On May 28, Sanofi (SNY.US) announced that the marketing application for Venglustat had been accepted by the FDA for priority review, for the treatment of type III Gaucher disease (GD3). If approved, Venglustat will become the first treatment in the United States for GD3-related progressive neurological manifestations, expanding Sanofi's treatment options for patients with lysosomal storage diseases. Venglustat is a novel oral glucosylceramide synthase inhibitor (GCSi) that can effectively inhibit N-terminal methyltransferase 1 (NTMT1) and can cross the blood-brain barrier. It has the potential to delay the progression of related diseases by inhibiting the accumulation of abnormal glycosphingolipids (GSLs) and their physiological consequences. Abnormal accumulation of GSLs can lead to impaired cellular function. The FDA's acceptance this time is mainly based on the positive results of the Phase III LEAP2MONO study.
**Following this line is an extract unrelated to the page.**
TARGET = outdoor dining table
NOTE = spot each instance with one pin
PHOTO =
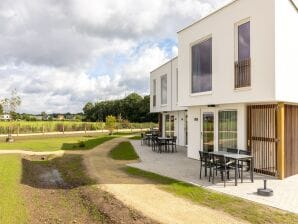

In this study, at week 52 of treatment, GD3 patients in the Venglustat group showed significant improvement in their Scale for the Assessment and Rating of Ataxia (SARA) total score and Repeatable Battery for the Assessment of Neuropsychological Status (RBANS) score compared to the group receiving enzyme replacement therapy (imiglucerase) (p=0.007), indicating significant improvement in patient neurological symptoms. Furthermore, in the four key secondary endpoints reflecting non-neurological outcomes, the study met three of them, with significant improvements in spleen volume, liver volume, and hemoglobin levels in the Venglustat group. Gaucher disease (GD) is a rare genetic lysosomal storage disease caused by a deficiency of glucocerebrosidase (also known as acid -glucosidase), leading to accumulation of GSLs, especially in macrophages in the spleen, liver, bone marrow, and lungs.